Item 1.01  Entry into Material Definitive Agreements

Stock Purchase Agreement

         On August 8, 2007, IntegraMed America, Inc. ("IntegraMed" or "we"),
along with its wholly-owned subsidiary IDVC Acquisition Co. ("Acquisition"),
entered into a Stock Purchase Agreement (the "Stock Purchase Agreement") with
the Sellers named therein (the "Sellers"), the Guarantors named therein and Vein
Clinics of America, Inc. ("VCA"), pursuant to which IDVC purchased all of the
outstanding capital stock of VCA. The purchase price was $28,000,000, subject to
adjustment as provided in the Stock Purchase Agreement. In addition, pursuant to
the terms of the Stock Purchase Agreement, the Sellers may receive additional
earn-out payments if certain EBITDA targets specified in the Stock Purchase
Agreement are met in 2007 and 2008.

         The foregoing description of the Stock Purchase Agreement does not
purport to be complete and is qualified in its entirety by reference to the full
text of the Stock Purchase Agreement, a copy of which is attached hereto as
Exhibit 10.1 and is incorporated herein by reference.

         A copy of the press release announcing the acquisition is attached
hereto as Exhibit 99.1 and is incorporated herein by reference.

Second Amended and Restated Loan Agreement

         Concurrent with the closing of the Stock Purchase Agreement, we entered
into a second amended and restated loan agreement (the "Second Amended and
Restated Loan Agreement"), dated as of August 8, 2007, to amend and restate
the Amended and Restated Loan Agreement, dated as of September 28, 2001, by and
between IntegraMed and Bank of America, N.A. ("Bank of America"), as amended by
a First Amendment dated as of September 16, 2002, a Second Amendment dated as of
July 31, 2003, a Third Amendment dated as of November 14, 2003, a Fourth
Amendment dated as of March 21, 2005 and a Fifth Amendment dated as of December
23, 2005 (as so amended, the "Original Loan Agreement"). The credit facilities
under the Second Amended and Restated Loan Agreement are comprised of:

   o   a term loan of $25 million to be used to finance the  purchase of VCA and
       related transaction costs; and

   o   revolving loans in an aggregate principal amount of up to $10 million.

         The term loan was fully drawn concurrently with the closing of the
Stock Purchase Agreement. Term loan amounts that are subsequently repaid or
prepaid may not be reborrowed. Amounts drawn under the revolving credit facility
may be borrowed, repaid and reborrowed until August 8, 2012.

         Interest rates applicable to the term loans and the revolving loans are
either at or below the prime rate set by Bank of America for those loans with
fluctuating rate borrowings or at LIBOR plus an applicable margin for LIBOR
loans. We are required to pay certain fees, including fees on undrawn committed
amounts, in connection with the Second Amended and Restated Loan Agreement.

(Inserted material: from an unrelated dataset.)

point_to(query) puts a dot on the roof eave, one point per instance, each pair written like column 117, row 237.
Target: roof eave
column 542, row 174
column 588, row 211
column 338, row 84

         In addition, the Second Amended and Restated Loan Agreement contains,
among other things: (1) customary representations and warranties; (2) customary
affirmative, negative and financial covenants, including, without limitation,
maintaining minimum liquidity and EBITDA, limits on the senior leverage ratio
and limits on the incurrence of liens; and (3) customary events of default. Upon
the occurrence of an event of default, among other things, Bank of America may
declare that all amounts owing under the Second Amended and Restated Loan
Agreement are due and payable.

         The Second Amended and Restated Loan Agreement is unconditionally
guaranteed by all of our subsidiaries and is secured by first priority security
interests in substantially all our assets, including the capital stock of our
subsidiaries.

         The foregoing description of the Second Amended and Restated Loan
Agreement does not purport to be complete and is qualified in its entirety by
reference to the full text of the Second Amended and Restated Loan Agreement, a
copy of which is attached hereto as Exhibit 10.2 and is incorporated herein by
reference.

Voting Agreement

         Concurrent with the closing of the Stock Purchase Agreement, we entered
into a Voting Agreement (the "Voting Agreement") with the Sellers relating to
all securities of IntegraMed (the "Shares") held or to be held by the Sellers.
Under the Voting Agreement, for a period of two years from the date of receipt
of Shares by the Sellers, such Sellers will vote such Shares in favor of any
proposal recommended by management of IntegraMed and against any proposal not
recommended by management of IntegraMed. Concurrently with the Voting Agreement,
each Seller delivered an irrevocable proxy with respect to its Shares.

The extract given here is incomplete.